There may be end zones, a ball and some field goals, but it isn’t football.

The sport is rugby, and several Troy students have formed a club.

It is akin to American football; but, there are some major differences, like the scoring method.

“There are three major differences between rugby and American football,” said Hill Beedy, a Junior accounting major from Fairhope, Alabama. “There is minimum protective wear, passing the ball forward is not allowed and play does not stop during a tackle. Unlike American football, players are not allowed to hold the ball during a tackle.”

Rugby is a sport that started at rugby school in Warwickshire, England, in 1823.

The games can be grouped into two types: the 7s games and the 15s games. This classification is based on the number of players per team.

The goal of the games is to score as many points as possible.
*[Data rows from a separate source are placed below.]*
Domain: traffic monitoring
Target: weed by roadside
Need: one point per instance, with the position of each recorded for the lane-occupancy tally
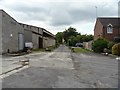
(80, 50)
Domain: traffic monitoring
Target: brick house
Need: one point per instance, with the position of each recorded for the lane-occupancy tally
(108, 28)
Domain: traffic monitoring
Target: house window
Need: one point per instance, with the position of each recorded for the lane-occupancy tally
(109, 28)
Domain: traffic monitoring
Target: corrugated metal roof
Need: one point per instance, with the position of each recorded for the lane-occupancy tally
(105, 21)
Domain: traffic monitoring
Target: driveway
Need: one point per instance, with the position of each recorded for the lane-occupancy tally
(63, 69)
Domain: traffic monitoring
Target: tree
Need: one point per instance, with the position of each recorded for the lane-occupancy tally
(68, 33)
(59, 37)
(99, 45)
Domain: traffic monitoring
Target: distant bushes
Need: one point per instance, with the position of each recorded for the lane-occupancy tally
(116, 49)
(99, 45)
The 15s games have a combined time of 80 minutes with a five-minute half-time. The games begin with a kick-off, and players cannot pass forward. One can only pass the ball back as they move forward.
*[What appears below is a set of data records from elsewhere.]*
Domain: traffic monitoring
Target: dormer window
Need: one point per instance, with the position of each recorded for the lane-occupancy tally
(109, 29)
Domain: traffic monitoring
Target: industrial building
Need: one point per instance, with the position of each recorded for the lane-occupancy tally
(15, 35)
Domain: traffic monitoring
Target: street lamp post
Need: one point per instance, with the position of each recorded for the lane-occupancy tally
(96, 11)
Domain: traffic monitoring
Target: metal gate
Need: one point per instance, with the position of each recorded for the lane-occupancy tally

Players score by touching the ball to the ground inside the end zone, known as a “try.” After scoring a try, players of the scoring team kick a field goal, similar to football.

Unlike in football, certain penalties can result in a penalty kick. The team on the receiving end of the foul can attempt a field goal from the spot of the foul.

Trys are worth 5 points, extra-point kicks are worth two additional points and penalty kicks are worth 3 points.

Beedy, who was elected at the end of the Spring 2019 semester, is currently the president of the Troy Rugby Men’s Club. A women’s club started in 2018, and currently has seven members.

Club practice is at the band field on John M. Long Drive on Mondays and Wednesdays. It starts at 5:30 p.m. and 6:30 p.m. for the women’s and men’s clubs, respectively.

“Troy Rugby is a part of the Deep South College rugby conference; therefore, we usually play against schools in the Southeast,” Beedy explained. “Division 1 schools in Florida and Alabama, including schools like Auburn University, Jacksonville State University, and University of Alabama, Birmingham.

The spring semester is when conference play starts. The 7s games are popular during the spring semester. T

hey have a combined time of 14 minutes, but that can be more exhausting when compared to 15s games.

“Scouts usually come to the games and there have been cases where people get recruited,” Beedy said. A Troy University graduate currently plays for the Montgomery Yellowhammers.

One can join the rugby club by attending practice. Club dues are paid annually. The first payment is $100 because it covers a club uniform. After that, annual dues are $65.

The Troy Rugby Men’s team has 17 members and everyone is welcome to join.

“It is a great place to start if looking for friends,” said Jordan Montgomery, a freshman exercise science major from Hampton, Georgia. “I have found my brotherhood and all the guys are usually nice.”